Anomalie del conto corrente: onere probatorio a carico del correntista

Con al sentenza del 1° ottobre 2024 n. 841 (testo in calce), la Corte d’Appello di Salerno, ha sancito il seguente principio “il correntista che propone una domanda di accertamento negativo del credito risultante dal saldo passivo di un rapporto di conto corrente bancario e/o un’azione di ripetizione dell’indebito con riferimento agli interessi, alle commissioni e alle spese corrisposti in eccedenza rispetto al dovuto ha l’onere di dimostrare i fatti costitutivi del proprio diritto, vale a dire la nullità di una o più clausole negoziali e l’avvenuta annotazione degli addebiti contestati, producendo il contratto e, in linea di principio, l’intera sequenza degli estratti conto dalla data di apertura a quella di chiusura del rapporto in contestazione“.

Ed invero, soltanto la produzione in giudizio del contratto di conto corrente consente di accertare l’eventuale esistenza di clausole che prevedono, in violazione degli artt. 1283 cod. civ. e 2, comma 4, L. n. 108 del 1996, l’applicazione di interessi anatocistici e usurari e l’eventuale mancanza di pattuizioni scritte richieste ad substantiam nonché di valutare se le competenze e le spese bancarie riportate negli estratti conto corrispondano a quelle convenute dalle parti e se le commissioni di massimo scoperto siano determinate o determinabili a norma dell’art. 1346 cod. civ.

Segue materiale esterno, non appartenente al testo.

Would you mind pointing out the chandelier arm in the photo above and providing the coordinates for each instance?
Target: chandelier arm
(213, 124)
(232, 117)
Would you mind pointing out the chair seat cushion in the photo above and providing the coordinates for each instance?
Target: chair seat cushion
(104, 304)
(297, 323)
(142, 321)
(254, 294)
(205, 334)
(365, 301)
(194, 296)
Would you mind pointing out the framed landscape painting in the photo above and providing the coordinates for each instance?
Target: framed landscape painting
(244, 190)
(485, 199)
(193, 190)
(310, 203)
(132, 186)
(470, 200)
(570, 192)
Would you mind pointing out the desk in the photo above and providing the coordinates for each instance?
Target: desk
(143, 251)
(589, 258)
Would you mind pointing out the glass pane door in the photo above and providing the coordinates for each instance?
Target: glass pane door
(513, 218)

Gli estratti conto, inoltre, quali documenti contenenti la dettagliata indicazione delle movimentazioni verificatesi nel corso dello svolgimento del rapporto bancario, sono indispensabili al fine di accertare le somme che sono state addebitate e accreditate e, quindi, di pervenire alla determinazione del saldo finale.

Del resto, l’onere probatorio gravante, ai sensi degli artt. 2697 cod. civ. e 115 c.p.c., su chi intende far valere in giudizio un diritto o su chi eccepisce la modifica o l’estinzione del diritto da altri vantato non subisce deroga neanche nelle ipotesi in cui abbia ad oggetto fatti negativi, dal momento che la negatività dei fatti oggetto di prova non inverte, né altera il relativo onere, incombendo quest’ultimo pur sempre sulla parte che aziona la pretesa, della quale il fatto, pur se negativo, ha carattere costitutivo.

Tuttavia, non essendo possibile la materiale dimostrazione di un fatto non avvenuto, la relativa prova può esser fornita mediante la dimostrazione di uno specifico fatto positivo contrario o anche mediante presunzioni dalle quali possa desumersi il fatto negativo.

Pertanto, nei rapporti bancari regolati in conto corrente, il correntista che agisce in giudizio per la ripetizione dell’indebito è tenuto a fornire la prova sia degli avvenuti pagamenti che della mancanza, rispetto ad essi, di una valida causa debendi, sicché ha l’onere sia di depositare il contratto (cfr. Cass. ord. 13 dicembre 2019 n. 33009), sia di documentare l’andamento del rapporto con la produzione di tutti quegli estratti conto che evidenziano le singole rimesse suscettibili di ripetizione in quanto riferite a somme non dovute (cfr., ex plurimis, Cass. 13 ottobre 2016, n. 20693; Cass. ord. 23 ottobre 2017, n. 24948; CAss. ord. 28 novembre 2018 n. 30822), con la necessaria precisazione, tuttavia, che, qualora l’attore limiti tale adempimento ad alcuni aspetti temporali del rapporto, il giudice può integrare la prova carente, sulla base delle deduzioni svolte dalla parte, con altri mezzi di cognizione di natura officiosa, disponendo, in particolare, una consulenza tecnico-contabile ed utilizzando, per la ricostruzione dei rapporti di dare ed avere, il saldo risultante dal primo estratto conto in ordine di tempo disponibile e acquisito agli atti (cfr. Cass. Ord. 3 dicembre 2018, n. 31187; Cass. ord. 27 dicembre 2022 n. 37800).

In tale ipotesi, dunque, l’incompletezza documentale relativa agli estratti conto ridonda in danno del correntista, su cui grava l’onere di provare il fatto costituivo della propria domanda, sicché, in assenza di risultanze contrarie, il conteggio del dare e dell’avere deve essere effettuato partendo dal primo saldo a debito del cliente di cui si abbia evidenza.

Corte d’Appello di Salerno, Sez. II, sentenza 1° ottobre 2024, n. 841.